Glutathione S-transferase A4, also known as GSTA4, is an enzyme which in humans is encoded by the GSTA4 gene.

Function 

Cytosolic and membrane-bound forms of glutathione S-transferase are encoded by two distinct supergene families. These enzymes are involved in cellular defense against toxic, carcinogenic, and pharmacologically active electrophilic compounds. At present, eight distinct classes of the soluble cytoplasmic mammalian glutathione S-transferases have been identified: alpha, kappa, mu, omega, pi, sigma, theta and zeta. This gene encodes a glutathione S-transferase belonging to the alpha class. The alpha class genes, which are located in a cluster on chromosome 6, are highly related and encode enzymes with glutathione peroxidase activity that function in the detoxification of lipid peroxidation products.

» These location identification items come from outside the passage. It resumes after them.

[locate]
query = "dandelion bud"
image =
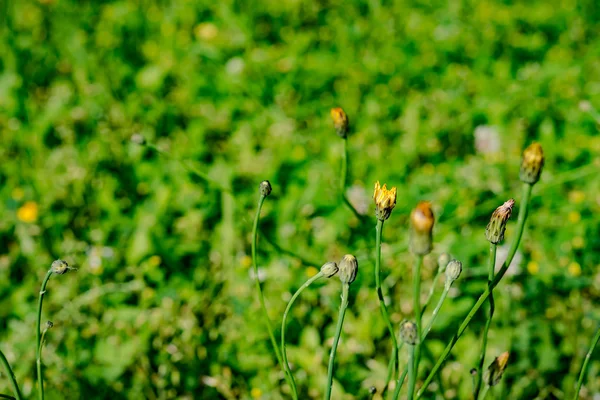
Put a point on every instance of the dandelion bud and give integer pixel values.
(453, 271)
(494, 372)
(59, 267)
(421, 222)
(340, 122)
(443, 261)
(385, 201)
(494, 231)
(348, 268)
(329, 269)
(265, 188)
(532, 164)
(408, 332)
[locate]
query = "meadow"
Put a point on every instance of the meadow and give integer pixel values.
(442, 99)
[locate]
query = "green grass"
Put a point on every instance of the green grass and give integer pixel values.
(163, 304)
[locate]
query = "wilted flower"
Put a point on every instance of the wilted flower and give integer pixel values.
(494, 231)
(385, 201)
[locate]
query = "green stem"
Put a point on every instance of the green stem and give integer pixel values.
(38, 337)
(491, 270)
(411, 372)
(283, 325)
(336, 339)
(588, 356)
(511, 253)
(11, 376)
(382, 306)
(258, 287)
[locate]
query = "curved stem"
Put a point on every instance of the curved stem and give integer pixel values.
(382, 305)
(283, 325)
(259, 289)
(38, 337)
(336, 339)
(511, 253)
(491, 267)
(11, 376)
(588, 356)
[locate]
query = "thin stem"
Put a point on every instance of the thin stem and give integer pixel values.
(383, 307)
(511, 253)
(411, 372)
(258, 287)
(588, 356)
(336, 339)
(283, 325)
(38, 337)
(11, 376)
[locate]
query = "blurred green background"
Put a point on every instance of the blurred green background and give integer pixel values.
(442, 98)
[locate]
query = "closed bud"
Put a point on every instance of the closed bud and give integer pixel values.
(421, 223)
(385, 201)
(408, 332)
(265, 188)
(453, 271)
(532, 164)
(329, 269)
(348, 268)
(494, 231)
(340, 122)
(493, 374)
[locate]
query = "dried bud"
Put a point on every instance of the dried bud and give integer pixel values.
(421, 222)
(453, 271)
(494, 372)
(494, 231)
(340, 122)
(329, 269)
(408, 332)
(265, 188)
(443, 261)
(532, 164)
(348, 268)
(385, 201)
(60, 267)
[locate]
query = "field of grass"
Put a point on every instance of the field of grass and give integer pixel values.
(442, 99)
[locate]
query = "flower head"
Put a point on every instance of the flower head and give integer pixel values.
(340, 122)
(532, 164)
(385, 201)
(494, 231)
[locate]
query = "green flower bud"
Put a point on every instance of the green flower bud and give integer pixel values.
(408, 332)
(348, 268)
(532, 164)
(265, 188)
(494, 231)
(329, 269)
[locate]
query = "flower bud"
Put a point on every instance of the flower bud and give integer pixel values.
(265, 188)
(453, 271)
(421, 222)
(408, 332)
(385, 201)
(340, 122)
(59, 267)
(329, 269)
(532, 164)
(494, 372)
(348, 268)
(494, 231)
(443, 261)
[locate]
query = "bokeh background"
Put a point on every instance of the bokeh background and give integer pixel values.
(442, 98)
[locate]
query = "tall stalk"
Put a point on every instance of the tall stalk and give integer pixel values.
(484, 296)
(491, 266)
(588, 356)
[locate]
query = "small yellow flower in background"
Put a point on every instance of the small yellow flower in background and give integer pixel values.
(574, 268)
(28, 212)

GSTA4 shows very high activity with reactive carbonyl compounds such as alk-2-enals. GSTA4 is highly effective in catalyzing the conjugate addition of reduced glutathione to 4-hydroxynonenal, an important product of peroxidative degradation of arachidonic acid and a commonly used biomarker for oxidative damage in tissue.

Clinical significance 

Reactive electrophiles produced by oxidative metabolism have been linked to a number of degenerative diseases including Parkinson's disease, Alzheimer's disease, cataract formation, and atherosclerosis hence reduced expression of the GSTA4 enzyme may have pathophysiological consequences. The expression of this gene is decreased drastically among burn and trauma victims.